Widely-acclaimed Swedish director Roy Andersson’s latest offering, A Pigeon Sat on a Branch Reflecting on Existence (2014) aims to demythologise the commercial image of reality, shutting the door on the stock-photo swaths of smiling happy faces of advertising and instead focus on the world’s ignored. Observing humanity’s endless capacity for error, cruelty and self-humiliation, Pigeon presents the audience with thirty-nine tragic sketches that pontificate on varying themes of solitude, regret, boredom, and death in a fittingly mordant finale to to the Swedish auteur’s trilogy about ‘being human’ which began in 2000 with Songs from the Second Floor and continued with You, the Living (2007).

A comedic dioramist with a penchant for tragedy and astringent humour, the backbone of Andersson’s latest revolves around the exploits of two travelling salesmen as they try to peddle novelty items in a town devoid of cheer. However, Andersson shuns linear storytelling, taking time-out to observe the various characters that populate the background of his frame. His characters have a disconcerting habit of holding your gaze unblinkingly and are frequently observed on the phone morosely declaring “I’m happy to hear that you’re doing fine” with each scenario unified by a collective sense of vulnerability and hopelessness. In their eyes there’s something unreadable, that doesn’t want to be read; a determined blankness that conceals an overwhelming effort to disappear completely.

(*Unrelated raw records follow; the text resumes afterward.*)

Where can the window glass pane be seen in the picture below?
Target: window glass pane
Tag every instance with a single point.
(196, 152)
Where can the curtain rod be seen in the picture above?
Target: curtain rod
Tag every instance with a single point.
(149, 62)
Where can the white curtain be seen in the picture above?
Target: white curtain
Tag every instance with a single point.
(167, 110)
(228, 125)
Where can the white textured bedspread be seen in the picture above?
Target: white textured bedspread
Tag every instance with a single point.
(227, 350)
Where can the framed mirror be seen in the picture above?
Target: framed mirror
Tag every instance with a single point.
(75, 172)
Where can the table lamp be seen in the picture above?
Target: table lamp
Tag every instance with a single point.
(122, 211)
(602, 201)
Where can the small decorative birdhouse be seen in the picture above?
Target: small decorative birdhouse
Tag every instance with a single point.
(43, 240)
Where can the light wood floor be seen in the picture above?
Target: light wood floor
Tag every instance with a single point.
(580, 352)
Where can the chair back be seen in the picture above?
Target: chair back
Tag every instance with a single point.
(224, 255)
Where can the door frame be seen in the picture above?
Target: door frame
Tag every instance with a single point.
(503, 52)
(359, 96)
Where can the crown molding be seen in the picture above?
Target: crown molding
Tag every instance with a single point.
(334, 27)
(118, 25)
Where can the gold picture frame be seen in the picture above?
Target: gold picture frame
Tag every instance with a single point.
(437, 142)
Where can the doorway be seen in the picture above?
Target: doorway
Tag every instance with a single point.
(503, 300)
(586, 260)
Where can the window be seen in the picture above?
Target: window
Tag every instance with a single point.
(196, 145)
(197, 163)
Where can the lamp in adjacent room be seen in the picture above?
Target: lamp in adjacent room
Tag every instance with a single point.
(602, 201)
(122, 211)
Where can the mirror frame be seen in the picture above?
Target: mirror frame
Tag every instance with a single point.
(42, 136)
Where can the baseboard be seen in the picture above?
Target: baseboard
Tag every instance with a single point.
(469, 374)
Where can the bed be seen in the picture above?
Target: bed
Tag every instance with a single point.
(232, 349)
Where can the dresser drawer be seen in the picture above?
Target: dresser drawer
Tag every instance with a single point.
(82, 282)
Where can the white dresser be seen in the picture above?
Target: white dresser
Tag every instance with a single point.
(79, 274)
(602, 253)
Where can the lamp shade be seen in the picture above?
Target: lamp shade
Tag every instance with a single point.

The weight of history can also be felt permeating the narrative; from one magical scene in a bar where we’re suddenly transported back to 1943 to partake in a riotous sing-a-long, to a torturous scene of a chain-gang of slaves being steered into a cylindrical vault for the amusement of a dinner party. There’s no great drama in Andersson’s work, yet each of his scenes are precariously balanced on the fulcrum between the marvellous and the vulgar; swaddled in surrealism and constantly on the verge of telling a truly great story. Pigeon is rendered in clean, unhurried lines, with a precision thats both anatomical and emotional, an isolated space in which Andersson can allow his imagination to run wild. Despite the film’s washed-out palette of solemn greys and eggshell blues there’s a striking similarity to the paintings of Edward Hopper with each of these meticulously framed scenes like a landscape coming to life. This employment of hyper-realism creates an almost abstract sensibility, with imagery appearing stark and foreboding, yet layered with an abundance of meaning.

Every element of these idiosyncratic dioramas is carefully positioned, from the interior arrangement of the cast to the rigid sight lines that incarcerate them, highlighting their lack of social mobility whilst imprisoning them within their individual moments of embarrassment. By demonstrating how little has changed in society since the violent acts of monarchy to the rise of fascism and the current exploitative mechanisms of capitalism, Andersson successfully demonstrates the cyclical nature of human cruelty. Despite the tragic situations he places his characters in, he has a clear and unreserved empathy for each of them, with the simplicity of his composition affording the viewer enough clarity to reflect on their own existence. As with any anthology, Pigeon struggles to sustain a steady momentum but remains a fine exercise in re-appropriating the language of advertising in order to comment on the alienation and sense of despondency felt throughout the world.